During February and March of 1924, Burton and his associates conducted a detailed survey of current and future University needs and concluded that the University needed to double its endowment within the next ten to fifteen years, which meant adding $55 million in new capital resources, with at least $17.5 million of this money being raised within the next two years. Working closely with Board President Harold Swift, Burton also determined that a fundraising campaign of such magnitude and scope — well beyond anything ever attempted in the Harper era — compelled the University to seek the advice and managerial expertise of outside professionals. Hence, in May 1924 the Trustees commissioned the John Price Jones Corporation of New York to oversee the first professionally directed fundraising campaign in the University's history. The Trustees further agreed upon a two-year campaign goal of $6.5 million for new buildings and $11 million for additional endowment in support of faculty salaries, facilities, research, and student life. Burton's leadership was to be critical to the success or failure of the campaign. His elegant brochure, The University of Chicago in 1940, produced in 1925 to provide an overall vision for the campaign, was and remains one of the most ambitious and coherent fundraising visions ever articulated by a President of the University.
The campaign of 1924-26 was a remarkable effort. Under the tutelage of the Jones Corporation, University officials moved beyond the traditional range of donors relied upon in the past — the members of the Board of Trustees and other selected major gift prospects — to include the University's alumni and friends and even its faculty as potential donors. An extensive network of alumni groups based throughout the United States raised $1.9 million, based on contributions from no less than 11,300 alumni, a remarkable achievement for a university most of whose graduates were not yet in positions of wealth and influence. The Rockefeller-funded General Education Board added an additional $2 million, while the University's Trustees raised close to $1.7 million within their own ranks. Prominent Chicagoans also gave generously, both toward construction of new buildings such as Wieboldt Hall and to the creation of new endowments for research and teaching, including particularly the new Distinguished Service Professorships that were one of Burton's most treasured initiatives.

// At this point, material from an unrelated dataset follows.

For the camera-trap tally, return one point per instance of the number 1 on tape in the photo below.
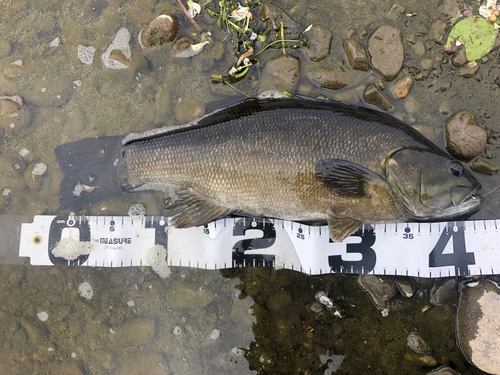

The first such Professorship was funded by Martin Ryerson in 1925 with a gift of $200,000, and his generosity was matched in the next several years by Frank P. Hixon, Charles H. Swift, Sewell L. Avery, Charles F. Grey, Morton D. Hull, and others. In all, the University's development effort raised $7 million in a year and a half.
Burton's untimely death on May 26, 1925, was a crushing blow to the campaign. As the final report on the campaign put it with quiet elegance, "Many alumni and citizens of Chicago believed in him and were willing to follow where he led." Inheriting a campaign that had temporarily lost its momentum, and uncomfortable with the strategies proposed by the professional fundraisers, the new President of the University, Max Mason, decided in January 1926 to conclude the University's contractual relationship with the John Price Jones Corporation and pursue institutional development in a less public manner. By 1928, Mason's "quiet" campaign had brought the total amount raised to $12 million of the original $17.5 million goal, including funds for the University endowment, new buildings on campus, and increases in salaries to retain key senior members of the faculty.